Swiss exports to the USA now 4th highest hit by sweeping 'reciprocal' measures on imported value

‘Trumped’ only by Syria, Myanmar and Laos, Switzerland hit by surprise 8% hike over the White House’s already-controversial 31% of April, with negotiators facing August 7th deadline

A seven-day ‘grace’ period will see Helvetian finance ministers scrambling for a last-minute reprieve on a huge hike over the 10% rate that has been agreed over the interim period, since America announced its 31% bill on April 2nd, sending Watches & Wonders exhibitors into a spin, on top of the small matter of globally launching their latest wares at Palexpo, Geneva.

At 39%, this is more than double the 15% rate announced for most European Union imports into the United States.

At a time of weaker-than-ever demand for Swiss watches, this body blow from the industry’s biggest market (16% of CHF26bn total export value makes USA Switzerland’s cashcow, over China and Japan) it’s likely to see the industry braced for price hikes worldwide in an attempt to absorb the imminent cash drain. But that would be an immediate hit to sales revenue and profit.

Fears over this outcome are contributing to falling share prices for Swatch Group and Richemont. At the time of writing, share prices for Watches of Switzerland were down by 9% just hours after Mr Trump’s announcement.

The Swiss Federal Council said it remained in contact with U.S. authorities about the tariffs and “continues to strive for a negotiated solution”. It also expressed its “great regret,” pointing out that the new tariff rate differs “significantly” from a draft framework the countries had been negotiating.

The announcement came from the White House via ‘Annex II’ to its Executive Order 14257 of April 2nd, “Regulating Imports With a Reciprocal Tariff To Rectify Trade Practices That Contribute to Large and Persistent Annual United States Goods Trade Deficits”.

Back in April, Mr Trump found that “large and persistent annual U.S. goods trade deficits” constituted an extraordinary threat to the national security and economy of the United States”, citing a “continued lack of reciprocity in our bilateral trade relationships” with foreign trading partners.

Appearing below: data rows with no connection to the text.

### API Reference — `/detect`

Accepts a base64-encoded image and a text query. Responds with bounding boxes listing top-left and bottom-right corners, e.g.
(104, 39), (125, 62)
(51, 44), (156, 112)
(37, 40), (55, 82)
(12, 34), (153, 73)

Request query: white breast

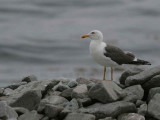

Mr Trump declared a “national emergency”, and four months down the line, circumstances now sees his administration fit to impose “additional ad valorem duties on goods of certain trading partners.”

Latin for ‘according to value’, an ad valorem import tariff is a type of duty that is calculated based on the value of the imported goods. This means that the tariff rate is a percentage of the value of the goods being imported.

That value, according to the Swiss Federation of Horology (fhs.ch) is 16.8%, or over CHF4bn.

Mr Trump’s reasoning is simple. Work out what costs American exporters face when trading in a foreign country and turn that into an average percentage charged on every landed item.

These costs, the president explained, are the level of “tariffs charged to the USA including currency manipulation and trade barriers”, although the calculation appears to be based more on trade deficits between countries.

We’ll leave it to WatchPro’s editor-at-large Rob Corder to assess the likely fallout, as he did on April 3rd under similar circumstances:

“However the pain is spread, it will result in a major distortion in the global market for prestige watches.

Global brands like Rolex, Audemars Piguet, Omega, Cartier and Patek Philippe do not like their watches selling at different prices around the world.

Routinely, they adjust prices because of currency fluctuations.

For example, when Britain voted to leave the EU in 2016, the pound plunged in value, which meant overseas visitors to the country could buy watches considerably more cheaply than at home.

And this is exactly what happened, leading to a boom for British jewellers and fury from their rivals around the world.

Brands responded by increasing prices in the UK to wipe out the advantage and bring peace back to the Perpetual Planet.

If American tariffs make Swiss goods 31% more expensive (i.e. the whole cost of the tariff is passed onto the consumer), it will hit demand in the watch industry’s biggest global market.

Of course not all Americans would shop overseas just because the price of a Submariner has risen from $10,000 to $13,100, but the post-Brexit experience in Britain suggests many would.

Moreover, the HNWIs who might pay six figures for a watch constantly travel the world. Shopping for watches at one third-off could be woven into any foreign business trip.

It is safe to assume that brands will not allow this price differential to develop, which narrows their options on who carries the cost of increased tariffs.

My hunch is that they will share the pain around because they need to minimise the price rise that is passed onto consumers in the United States.

This will mean retailers, wholesalers and manufacturers each share the cost of the tariffs.”